Time to renew original spirit of Earth Day
Forty- five years ago, people were sick and dying from air and water pollution. Industrialization was at its height. Garbage was dumped into rivers and bays, sewage flowed straight into the ocean, toxic chemicals from factories and leaded gasoline exhaust from cars were fouling the air. The Cuyahoga River in Ohio was so polluted it caught on fire. Off the Santa Barbara coast one of the worst oil spills soiled miles of coastline and killed thousands of birds and fish.
Sen . Gaylord Nelson of Wisconsin had witnessed the Santa Barbara oil spill and came up with the idea to combine the energy of the anti- Vietnam- war movement with public awareness about pollution in order to put environmental protection on the political agenda. He turned to U. S. Rep. Pete McCloskey, a Republican who represented the Peninsula, and to Denis Hayes, a young Stanford graduate and activist, to create a national teach- in on the environment.
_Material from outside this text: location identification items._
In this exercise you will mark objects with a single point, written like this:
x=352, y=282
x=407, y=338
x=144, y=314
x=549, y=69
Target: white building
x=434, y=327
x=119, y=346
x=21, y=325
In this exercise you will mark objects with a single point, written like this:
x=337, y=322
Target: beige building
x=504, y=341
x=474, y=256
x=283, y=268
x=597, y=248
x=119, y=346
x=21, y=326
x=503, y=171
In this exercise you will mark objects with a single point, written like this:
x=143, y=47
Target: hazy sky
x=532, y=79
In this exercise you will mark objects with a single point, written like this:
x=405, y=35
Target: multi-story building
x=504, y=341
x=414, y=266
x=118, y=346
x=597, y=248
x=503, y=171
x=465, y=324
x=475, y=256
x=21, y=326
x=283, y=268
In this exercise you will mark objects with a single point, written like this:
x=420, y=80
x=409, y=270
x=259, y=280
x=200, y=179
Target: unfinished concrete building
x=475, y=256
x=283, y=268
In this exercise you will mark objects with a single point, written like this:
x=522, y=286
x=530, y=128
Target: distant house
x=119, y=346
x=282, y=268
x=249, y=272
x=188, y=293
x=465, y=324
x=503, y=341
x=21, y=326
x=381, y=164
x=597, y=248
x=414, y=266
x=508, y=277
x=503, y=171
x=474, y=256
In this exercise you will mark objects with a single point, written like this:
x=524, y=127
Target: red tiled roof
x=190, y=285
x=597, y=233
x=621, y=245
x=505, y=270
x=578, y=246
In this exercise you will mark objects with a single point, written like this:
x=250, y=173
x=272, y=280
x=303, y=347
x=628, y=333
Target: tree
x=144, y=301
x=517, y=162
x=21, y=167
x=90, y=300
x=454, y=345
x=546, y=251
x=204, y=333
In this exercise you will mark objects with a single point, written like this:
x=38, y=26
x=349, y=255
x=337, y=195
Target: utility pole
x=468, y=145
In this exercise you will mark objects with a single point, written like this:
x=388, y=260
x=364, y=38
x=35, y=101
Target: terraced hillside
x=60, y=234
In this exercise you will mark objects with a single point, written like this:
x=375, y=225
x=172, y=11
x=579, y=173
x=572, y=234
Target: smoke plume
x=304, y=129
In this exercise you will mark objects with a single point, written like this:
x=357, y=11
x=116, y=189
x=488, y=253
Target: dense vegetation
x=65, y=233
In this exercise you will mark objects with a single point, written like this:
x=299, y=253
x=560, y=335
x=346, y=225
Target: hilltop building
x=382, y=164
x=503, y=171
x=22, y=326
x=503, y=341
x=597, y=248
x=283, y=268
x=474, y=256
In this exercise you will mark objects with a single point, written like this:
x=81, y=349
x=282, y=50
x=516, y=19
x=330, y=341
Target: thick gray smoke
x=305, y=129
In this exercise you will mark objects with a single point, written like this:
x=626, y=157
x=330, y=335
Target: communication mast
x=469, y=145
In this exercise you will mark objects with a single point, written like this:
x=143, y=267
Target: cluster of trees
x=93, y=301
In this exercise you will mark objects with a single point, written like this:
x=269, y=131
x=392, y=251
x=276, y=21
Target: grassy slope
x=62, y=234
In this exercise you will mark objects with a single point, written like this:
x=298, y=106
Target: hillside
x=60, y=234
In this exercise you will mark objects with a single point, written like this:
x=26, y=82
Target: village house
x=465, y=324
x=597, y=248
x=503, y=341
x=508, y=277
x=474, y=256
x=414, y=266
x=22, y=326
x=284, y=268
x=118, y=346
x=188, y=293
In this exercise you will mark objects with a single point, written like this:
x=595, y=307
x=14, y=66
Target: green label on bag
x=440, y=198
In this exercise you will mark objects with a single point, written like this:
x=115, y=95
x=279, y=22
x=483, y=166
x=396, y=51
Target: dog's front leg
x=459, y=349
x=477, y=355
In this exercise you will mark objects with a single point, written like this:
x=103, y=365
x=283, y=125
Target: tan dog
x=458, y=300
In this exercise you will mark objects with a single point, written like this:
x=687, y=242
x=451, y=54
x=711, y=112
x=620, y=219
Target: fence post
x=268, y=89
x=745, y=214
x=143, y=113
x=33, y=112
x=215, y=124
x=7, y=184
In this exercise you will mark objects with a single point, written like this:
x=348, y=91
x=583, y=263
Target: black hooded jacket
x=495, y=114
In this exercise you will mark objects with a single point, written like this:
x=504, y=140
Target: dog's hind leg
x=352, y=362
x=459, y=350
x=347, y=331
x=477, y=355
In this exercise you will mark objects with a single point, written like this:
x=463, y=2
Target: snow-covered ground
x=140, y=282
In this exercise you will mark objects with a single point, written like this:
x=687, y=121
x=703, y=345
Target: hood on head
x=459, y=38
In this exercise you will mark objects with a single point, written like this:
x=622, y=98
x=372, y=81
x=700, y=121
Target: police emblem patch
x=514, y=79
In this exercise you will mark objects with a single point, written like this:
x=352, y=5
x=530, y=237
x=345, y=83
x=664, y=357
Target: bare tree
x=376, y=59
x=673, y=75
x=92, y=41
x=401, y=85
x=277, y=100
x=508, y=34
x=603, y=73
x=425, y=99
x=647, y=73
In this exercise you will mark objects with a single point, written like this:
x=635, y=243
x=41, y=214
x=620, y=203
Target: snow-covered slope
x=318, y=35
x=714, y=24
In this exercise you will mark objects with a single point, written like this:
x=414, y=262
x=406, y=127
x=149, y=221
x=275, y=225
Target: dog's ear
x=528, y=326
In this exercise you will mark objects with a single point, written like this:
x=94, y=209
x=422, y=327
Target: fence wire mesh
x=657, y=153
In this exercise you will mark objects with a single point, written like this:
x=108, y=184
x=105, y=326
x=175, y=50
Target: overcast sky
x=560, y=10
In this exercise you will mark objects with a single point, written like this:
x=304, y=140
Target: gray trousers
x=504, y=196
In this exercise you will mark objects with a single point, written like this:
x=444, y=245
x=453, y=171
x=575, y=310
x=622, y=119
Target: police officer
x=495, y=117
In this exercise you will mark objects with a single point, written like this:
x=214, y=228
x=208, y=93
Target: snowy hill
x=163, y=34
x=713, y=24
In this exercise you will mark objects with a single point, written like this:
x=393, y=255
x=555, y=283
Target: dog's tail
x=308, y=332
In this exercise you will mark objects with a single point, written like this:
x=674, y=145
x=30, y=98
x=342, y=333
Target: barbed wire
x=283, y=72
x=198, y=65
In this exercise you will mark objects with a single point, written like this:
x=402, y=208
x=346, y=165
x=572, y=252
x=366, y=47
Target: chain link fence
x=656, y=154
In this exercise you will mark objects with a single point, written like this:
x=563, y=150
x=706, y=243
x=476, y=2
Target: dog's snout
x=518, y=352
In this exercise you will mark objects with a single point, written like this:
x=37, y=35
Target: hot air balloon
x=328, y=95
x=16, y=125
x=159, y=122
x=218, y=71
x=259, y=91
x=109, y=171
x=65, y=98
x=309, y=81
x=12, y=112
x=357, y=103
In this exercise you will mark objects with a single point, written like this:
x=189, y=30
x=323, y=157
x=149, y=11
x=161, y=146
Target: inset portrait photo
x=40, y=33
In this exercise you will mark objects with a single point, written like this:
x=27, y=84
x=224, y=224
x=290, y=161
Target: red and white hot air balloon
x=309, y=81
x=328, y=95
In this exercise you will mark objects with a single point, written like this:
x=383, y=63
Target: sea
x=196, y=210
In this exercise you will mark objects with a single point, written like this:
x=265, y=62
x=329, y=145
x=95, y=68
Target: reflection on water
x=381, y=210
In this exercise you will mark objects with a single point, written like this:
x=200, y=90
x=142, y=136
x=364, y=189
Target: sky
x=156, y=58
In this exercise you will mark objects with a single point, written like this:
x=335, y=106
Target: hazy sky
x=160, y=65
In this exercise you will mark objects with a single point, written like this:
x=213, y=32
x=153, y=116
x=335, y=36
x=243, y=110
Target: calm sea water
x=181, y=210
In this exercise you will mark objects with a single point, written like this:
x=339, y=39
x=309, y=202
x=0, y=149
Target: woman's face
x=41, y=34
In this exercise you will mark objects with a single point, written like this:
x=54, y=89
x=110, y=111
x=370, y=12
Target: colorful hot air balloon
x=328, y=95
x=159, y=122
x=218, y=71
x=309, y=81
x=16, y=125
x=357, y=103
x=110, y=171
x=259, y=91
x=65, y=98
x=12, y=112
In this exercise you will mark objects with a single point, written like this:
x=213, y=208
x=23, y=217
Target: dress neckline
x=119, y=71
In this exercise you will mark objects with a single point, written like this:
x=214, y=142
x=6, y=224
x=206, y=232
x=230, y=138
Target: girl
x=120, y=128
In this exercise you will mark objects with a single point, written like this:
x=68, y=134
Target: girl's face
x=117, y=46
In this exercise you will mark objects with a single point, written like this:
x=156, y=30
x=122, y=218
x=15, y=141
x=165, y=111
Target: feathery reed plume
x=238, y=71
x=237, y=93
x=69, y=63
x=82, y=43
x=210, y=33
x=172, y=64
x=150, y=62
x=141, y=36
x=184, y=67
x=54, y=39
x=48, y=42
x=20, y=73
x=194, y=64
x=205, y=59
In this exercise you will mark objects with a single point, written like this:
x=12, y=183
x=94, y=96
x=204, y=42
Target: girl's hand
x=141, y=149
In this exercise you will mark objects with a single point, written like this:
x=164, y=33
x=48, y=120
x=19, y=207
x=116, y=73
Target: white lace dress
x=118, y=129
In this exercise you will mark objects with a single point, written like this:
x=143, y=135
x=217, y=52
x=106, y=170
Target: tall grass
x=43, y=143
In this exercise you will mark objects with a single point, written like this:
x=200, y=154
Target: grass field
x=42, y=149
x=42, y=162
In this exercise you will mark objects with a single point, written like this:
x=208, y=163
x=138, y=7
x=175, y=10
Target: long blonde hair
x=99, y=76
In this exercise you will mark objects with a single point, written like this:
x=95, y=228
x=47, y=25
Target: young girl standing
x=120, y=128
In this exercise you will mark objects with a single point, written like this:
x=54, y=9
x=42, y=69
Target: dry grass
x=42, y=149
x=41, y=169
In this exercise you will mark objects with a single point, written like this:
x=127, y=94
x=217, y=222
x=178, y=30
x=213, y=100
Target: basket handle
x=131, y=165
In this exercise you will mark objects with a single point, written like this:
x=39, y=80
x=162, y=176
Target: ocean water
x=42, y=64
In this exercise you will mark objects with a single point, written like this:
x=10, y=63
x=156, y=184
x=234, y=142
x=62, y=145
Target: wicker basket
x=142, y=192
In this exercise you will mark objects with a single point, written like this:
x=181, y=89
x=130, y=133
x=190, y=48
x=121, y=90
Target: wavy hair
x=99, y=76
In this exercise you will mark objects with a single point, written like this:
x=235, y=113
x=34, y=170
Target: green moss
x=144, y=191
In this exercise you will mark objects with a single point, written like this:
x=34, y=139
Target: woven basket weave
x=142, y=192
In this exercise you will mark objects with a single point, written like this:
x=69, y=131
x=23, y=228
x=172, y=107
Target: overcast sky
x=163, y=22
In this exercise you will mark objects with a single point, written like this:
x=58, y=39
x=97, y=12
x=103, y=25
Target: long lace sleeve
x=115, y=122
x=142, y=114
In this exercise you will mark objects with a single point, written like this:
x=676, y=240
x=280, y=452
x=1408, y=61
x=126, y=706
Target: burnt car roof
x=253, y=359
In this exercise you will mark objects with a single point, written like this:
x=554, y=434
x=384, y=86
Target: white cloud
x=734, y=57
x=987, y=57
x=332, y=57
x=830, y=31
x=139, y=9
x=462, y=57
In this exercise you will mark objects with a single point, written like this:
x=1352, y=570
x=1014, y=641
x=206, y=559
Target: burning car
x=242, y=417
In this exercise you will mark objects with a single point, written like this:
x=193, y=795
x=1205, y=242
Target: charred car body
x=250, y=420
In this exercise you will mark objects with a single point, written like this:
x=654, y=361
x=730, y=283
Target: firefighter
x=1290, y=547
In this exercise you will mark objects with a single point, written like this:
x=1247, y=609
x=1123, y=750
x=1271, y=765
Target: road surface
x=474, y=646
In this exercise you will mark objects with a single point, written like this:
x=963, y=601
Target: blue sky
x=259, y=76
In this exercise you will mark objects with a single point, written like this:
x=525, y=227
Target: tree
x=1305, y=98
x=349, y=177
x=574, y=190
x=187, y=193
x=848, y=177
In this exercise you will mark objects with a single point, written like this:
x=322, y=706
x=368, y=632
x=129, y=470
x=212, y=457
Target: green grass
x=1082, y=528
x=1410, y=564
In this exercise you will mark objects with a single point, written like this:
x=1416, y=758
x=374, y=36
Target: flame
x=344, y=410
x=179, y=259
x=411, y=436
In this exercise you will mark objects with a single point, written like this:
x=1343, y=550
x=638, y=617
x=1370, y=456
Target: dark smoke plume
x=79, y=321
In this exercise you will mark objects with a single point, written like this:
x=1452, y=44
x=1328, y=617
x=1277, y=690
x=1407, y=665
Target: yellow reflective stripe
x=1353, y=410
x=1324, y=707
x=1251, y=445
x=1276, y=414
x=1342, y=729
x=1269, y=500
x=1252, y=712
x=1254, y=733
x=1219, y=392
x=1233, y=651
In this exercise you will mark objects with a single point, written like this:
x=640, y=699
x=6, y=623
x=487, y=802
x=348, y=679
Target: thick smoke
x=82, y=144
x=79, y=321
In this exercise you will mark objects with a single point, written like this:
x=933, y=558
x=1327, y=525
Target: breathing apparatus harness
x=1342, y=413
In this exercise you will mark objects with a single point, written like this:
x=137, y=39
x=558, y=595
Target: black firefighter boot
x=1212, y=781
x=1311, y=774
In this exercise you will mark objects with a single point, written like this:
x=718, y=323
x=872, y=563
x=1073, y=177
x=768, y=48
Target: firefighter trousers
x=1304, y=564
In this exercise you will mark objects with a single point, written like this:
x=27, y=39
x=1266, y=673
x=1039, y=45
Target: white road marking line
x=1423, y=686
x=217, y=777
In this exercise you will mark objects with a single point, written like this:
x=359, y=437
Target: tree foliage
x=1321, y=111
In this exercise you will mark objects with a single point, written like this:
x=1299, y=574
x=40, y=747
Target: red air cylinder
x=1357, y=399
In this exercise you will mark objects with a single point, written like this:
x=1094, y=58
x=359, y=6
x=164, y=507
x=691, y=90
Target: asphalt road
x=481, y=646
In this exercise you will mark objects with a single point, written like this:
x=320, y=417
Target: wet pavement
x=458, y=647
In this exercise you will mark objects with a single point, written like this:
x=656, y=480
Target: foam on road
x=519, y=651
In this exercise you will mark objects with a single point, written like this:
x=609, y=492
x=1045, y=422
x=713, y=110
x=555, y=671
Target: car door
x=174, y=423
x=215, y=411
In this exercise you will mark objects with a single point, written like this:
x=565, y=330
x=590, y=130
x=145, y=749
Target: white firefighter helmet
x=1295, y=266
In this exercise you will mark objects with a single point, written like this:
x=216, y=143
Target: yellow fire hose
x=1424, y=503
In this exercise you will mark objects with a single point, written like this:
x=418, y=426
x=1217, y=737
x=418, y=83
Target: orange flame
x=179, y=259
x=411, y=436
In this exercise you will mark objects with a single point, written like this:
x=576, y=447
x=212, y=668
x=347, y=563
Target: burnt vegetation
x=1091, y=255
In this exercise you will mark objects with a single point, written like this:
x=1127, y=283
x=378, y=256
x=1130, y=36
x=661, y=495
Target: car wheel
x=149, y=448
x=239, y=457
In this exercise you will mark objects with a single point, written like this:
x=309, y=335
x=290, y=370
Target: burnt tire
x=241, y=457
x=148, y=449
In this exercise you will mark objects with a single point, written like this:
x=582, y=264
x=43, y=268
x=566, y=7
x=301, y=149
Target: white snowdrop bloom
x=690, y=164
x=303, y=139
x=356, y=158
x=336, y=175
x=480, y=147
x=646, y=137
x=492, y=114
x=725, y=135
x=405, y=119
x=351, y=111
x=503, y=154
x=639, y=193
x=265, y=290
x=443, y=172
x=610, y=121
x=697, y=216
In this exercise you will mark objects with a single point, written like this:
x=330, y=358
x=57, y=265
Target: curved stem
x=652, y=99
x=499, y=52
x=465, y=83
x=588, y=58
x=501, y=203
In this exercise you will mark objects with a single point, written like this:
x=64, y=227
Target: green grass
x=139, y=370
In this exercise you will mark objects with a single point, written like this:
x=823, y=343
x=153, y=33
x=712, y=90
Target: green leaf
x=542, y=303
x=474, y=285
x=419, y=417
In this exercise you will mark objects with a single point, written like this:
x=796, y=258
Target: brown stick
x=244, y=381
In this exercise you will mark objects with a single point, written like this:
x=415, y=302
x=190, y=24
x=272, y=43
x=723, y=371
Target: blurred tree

Hayes built up a large staff across the country and worked with thousands of universities, colleges and schools to promote the event. On April 22, 1970, 20 million Americans marched in the streets to protest against environmental ignorance and pollution.
The mood in the country was ripe for environmental protection and regulations. In the 1970 election, seven of 12 members of Congress with dismal environmental policy records, dubbed the “Dirty Dozen” by the Earth Day movement, lost their seats. Landmark environmental laws, including the Clean Air Act, Clean Water Act, Endangered Species Act, Marine Mammal Protection Act, and Estuary Protection Act, were signed by President Richard M. Nixon, a Republican.
McCloskey says the Earth Day movement resulted in the defeat of corrupt politicians and spurred a quarter century of bipartisan environmental legislation.
Unfortunately, since the mid- 1990s, many members of Congress have spent their energy trying to tear down these protections and do nothing about climate change.
For two decades we have failed to create an international treaty on climate change mitigation. The U. S. didn’t sign on to the Kyoto Protocol. Summits in Rio and Copenhagen ended with basically nothing. This year leaders from around the world will meet in Paris to negotiate an agreement that would cut greenhouse gas emissions and limit warming to two degrees Celsius above pre- industrial levels, a level scientists say is necessary to avert the worst effects of climate change.
2014 was the hottest year on record. Temperatures over land and ocean surfaces were the highest since scientists started recording them in 1880. Strange weather has made headlines around the world. We’ve seen polar vortices and tornadoes in the Midwest, massive snow storms on the East Coast, rapidly shrinking sea ice at the North and South poles, record hurricanes and cyclones over the Pacific and Indian Oceans, flooding in Asia, and extreme droughts in Africa and right here in the western United States. Even in California, where we are used to a dry climate, we didn’t expect four consecutive years of exceptional drought. Scientists call this the “new normal” — in a warming world we have to expect the unexpected.
Sea level rise, ocean acidification, species extinctions, erratic weather events, decreased agricultural yields, harm to human health and lower worker productivity are real and costly consequences of climate change.
It is past time that we reclaim the spirit of the original Earth Day and make 2015 a year of bipartisan action to preserve our natural resources and the health of our planet. We owe it to future generations.